The Guardian feels that through this collaboration it can reveal about mass surveillance
The UK-based newspaper the Guardian has joined hands with the New York Times to give the US daily access to some of the classified documents leaked by the National Security Agency (NSA) contractor whistleblower Edward Snowden.
Following demands faced by the Guardian from the UK government when it was asked to hand over the files of Government Communications Headquarters possessed by it to them, the UK-based paper said it decided to enter into an agreement with the American paper.
The newspaper, in a statement, said, "In a climate of intense pressure from the UK government, the Guardian decided to bring in a US partner to work on the GCHQ documents provided by Edward Snowden. We are working in partnership with the NYT and others to continue reporting these stories."

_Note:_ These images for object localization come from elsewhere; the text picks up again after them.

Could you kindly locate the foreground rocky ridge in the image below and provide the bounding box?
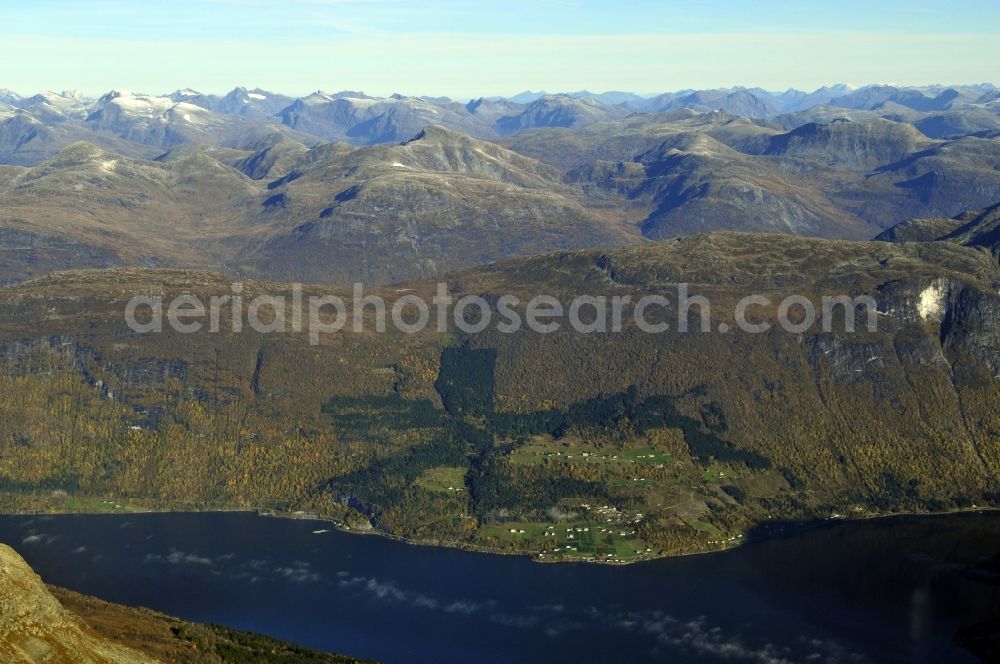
[0,543,155,663]
[0,544,367,663]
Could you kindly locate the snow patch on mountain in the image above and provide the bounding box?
[917,280,947,321]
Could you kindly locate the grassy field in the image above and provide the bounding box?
[58,496,143,513]
[477,517,653,562]
[414,466,468,493]
[509,439,675,468]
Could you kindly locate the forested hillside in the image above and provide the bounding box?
[1,232,997,561]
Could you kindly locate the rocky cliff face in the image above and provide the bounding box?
[0,544,158,663]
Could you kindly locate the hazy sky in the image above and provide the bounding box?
[1,0,997,98]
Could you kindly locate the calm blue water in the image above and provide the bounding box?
[1,511,998,663]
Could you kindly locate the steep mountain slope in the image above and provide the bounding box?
[0,111,163,166]
[773,93,1000,140]
[0,130,637,285]
[0,544,367,663]
[85,90,232,147]
[85,90,311,151]
[178,86,295,119]
[502,110,778,170]
[494,94,629,134]
[772,105,881,130]
[716,90,778,119]
[0,544,156,663]
[873,203,1000,252]
[829,85,990,112]
[769,84,859,112]
[873,217,965,243]
[629,133,874,239]
[464,97,526,127]
[857,137,1000,220]
[565,90,649,105]
[0,141,264,282]
[943,203,1000,256]
[0,90,313,166]
[53,586,370,663]
[635,89,730,114]
[277,92,496,144]
[0,232,997,559]
[762,118,931,171]
[250,126,639,283]
[632,89,778,118]
[911,109,1000,139]
[509,113,1000,238]
[9,90,91,123]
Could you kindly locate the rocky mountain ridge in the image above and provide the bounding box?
[3,104,1000,286]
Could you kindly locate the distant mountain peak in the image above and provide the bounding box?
[401,124,466,145]
[96,89,137,105]
[42,140,117,166]
[508,90,548,104]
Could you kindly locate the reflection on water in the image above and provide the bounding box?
[1,511,998,663]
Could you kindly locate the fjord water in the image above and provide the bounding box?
[1,512,997,663]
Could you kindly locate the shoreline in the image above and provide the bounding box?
[3,501,998,566]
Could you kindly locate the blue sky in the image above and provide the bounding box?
[1,0,997,97]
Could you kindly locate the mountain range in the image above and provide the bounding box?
[2,84,998,161]
[2,83,1000,286]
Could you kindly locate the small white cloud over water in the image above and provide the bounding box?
[145,549,214,566]
[606,611,865,664]
[336,571,484,615]
[490,612,540,628]
[275,561,319,583]
[443,600,482,615]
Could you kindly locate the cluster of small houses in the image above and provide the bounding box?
[518,521,654,560]
[534,450,667,471]
[580,503,645,525]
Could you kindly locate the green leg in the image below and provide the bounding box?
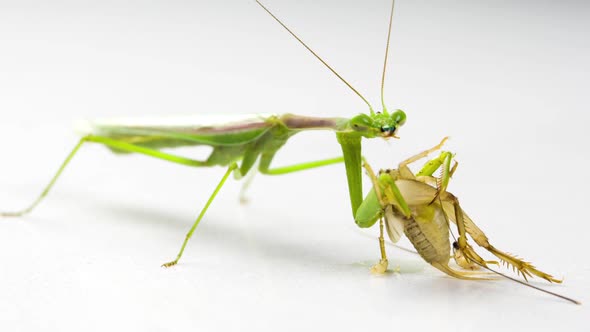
[416,151,454,195]
[260,156,345,175]
[236,154,344,203]
[399,137,448,170]
[258,132,362,219]
[337,133,363,217]
[162,163,238,268]
[1,135,209,217]
[1,138,86,217]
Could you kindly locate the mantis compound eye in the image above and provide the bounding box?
[350,114,377,136]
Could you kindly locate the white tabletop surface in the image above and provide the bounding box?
[1,1,588,331]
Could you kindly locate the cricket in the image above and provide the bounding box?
[0,0,578,304]
[357,137,579,304]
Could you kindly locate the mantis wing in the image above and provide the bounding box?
[75,113,277,149]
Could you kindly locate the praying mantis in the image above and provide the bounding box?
[0,1,578,305]
[1,0,405,268]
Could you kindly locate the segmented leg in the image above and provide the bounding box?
[162,163,237,267]
[441,195,562,283]
[363,161,392,274]
[370,218,389,274]
[398,137,448,170]
[1,135,209,217]
[260,156,345,175]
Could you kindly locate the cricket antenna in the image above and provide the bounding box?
[380,0,396,113]
[255,0,375,114]
[438,199,580,305]
[472,259,581,305]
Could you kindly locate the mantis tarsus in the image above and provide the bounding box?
[356,137,580,305]
[2,0,405,267]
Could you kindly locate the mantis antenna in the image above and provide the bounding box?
[255,0,375,114]
[380,0,396,113]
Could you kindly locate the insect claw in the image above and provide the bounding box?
[162,260,178,268]
[370,259,389,275]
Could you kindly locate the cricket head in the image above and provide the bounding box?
[349,109,406,139]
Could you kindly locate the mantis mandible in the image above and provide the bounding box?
[2,0,405,267]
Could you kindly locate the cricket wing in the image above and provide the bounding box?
[395,179,438,206]
[75,113,278,149]
[384,205,404,243]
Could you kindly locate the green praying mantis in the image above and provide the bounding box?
[1,0,405,268]
[0,0,578,304]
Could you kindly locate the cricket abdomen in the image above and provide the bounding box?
[403,205,451,264]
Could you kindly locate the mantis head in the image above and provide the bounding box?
[350,109,406,139]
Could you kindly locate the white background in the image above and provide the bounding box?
[1,0,588,331]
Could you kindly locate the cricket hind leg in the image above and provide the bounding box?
[1,135,210,217]
[430,262,495,280]
[443,197,562,283]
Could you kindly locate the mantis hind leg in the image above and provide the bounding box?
[1,138,86,217]
[1,135,210,217]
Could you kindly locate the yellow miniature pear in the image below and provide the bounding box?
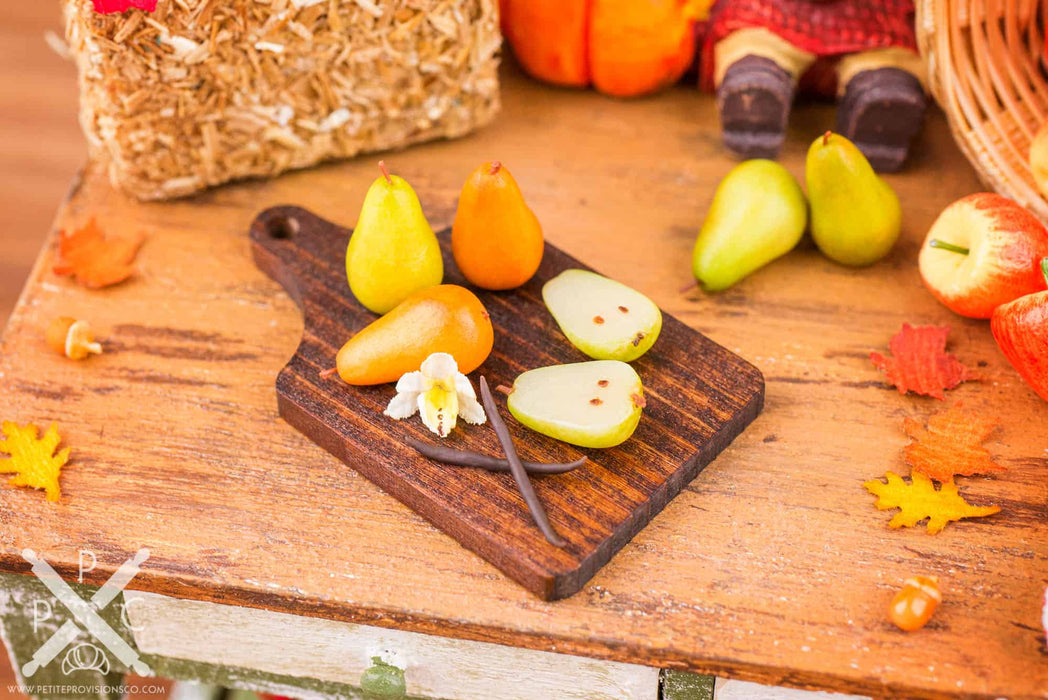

Unlike British journalists, their American counterparts are protected by the first amendment, giving them free speech and not allowing the government seeking pre-publication injunctions or "prior restraint", according to the Guardian.
The Guardian feels that through this collaboration it can reveal about mass surveillance by keeping the documents leaked by Snowden on GCHQ out of government’s reach.
Confirming the partnership, the New York Times’ executive editor Jill Abramson was quoted by the Reuters as saying, "We don’t usually comment on our reporting before publication, but in this case we will make an exception since it is already public. The Times is reporting on material from The Guardian as well as other matters related to Edward Snowden."